La juge Vannier pensait utiliser un biais que lui permet le droit, la « voie de fait* », et suspendait la démolition au nez et à la barbe de la préfecture et des caméras et micro de médias nationaux venus faire leur emplette d’images à sensation. Mais fiasco en appel, qui annulait la suspension de la démolition, le président de la Chambre détachée estimant que cette « voie de fait » n’était pas concrétisée, que les droits de la défense n’avaient pas été respectés et jugeait le TJ « incompétent » pour prendre cette décision. Et pour en remettre une couche, le média Europe 1 rappelait que Catherine Vannier avait été vice-présidente du syndicat de la magistrature, syndicat dont la section locale s’était ouvertement élevée contre l’opération Wuambushu, estimant que les juges ne devaient pas être « la caution utile du gouvernement ».
Plusieurs voix avaient fait part de leur incompréhension que la juge n’ait pas passé la main sur ce dossier, questionnant la déontologie.
Pour l’instant, aucun successeur n’aurait été désigné.
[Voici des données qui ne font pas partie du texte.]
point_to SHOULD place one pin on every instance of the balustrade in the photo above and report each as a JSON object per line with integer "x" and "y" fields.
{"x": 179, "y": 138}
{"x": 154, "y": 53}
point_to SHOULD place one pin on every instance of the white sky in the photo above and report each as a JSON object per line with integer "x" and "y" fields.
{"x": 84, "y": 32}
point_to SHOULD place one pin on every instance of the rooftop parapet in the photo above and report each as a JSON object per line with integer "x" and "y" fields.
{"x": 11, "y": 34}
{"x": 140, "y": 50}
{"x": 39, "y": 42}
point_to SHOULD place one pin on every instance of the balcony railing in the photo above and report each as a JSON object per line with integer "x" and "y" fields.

Pour citer un des illustres prédécesseurs de la juge à la tête du tribunal judiciaire de Mamoudzou, Laurent Sabatier, qui avait quitté Mayotte après plus de 4 ans d’exercice pour prendre la présidence du Tribunal judiciaire de Saint-Brieuc (Côtes-d’Armor), puis devenir Premier président de la cour d’appel de Fort-de-France, en Martinique, « la justice est une des rares vertus érigée en institution ».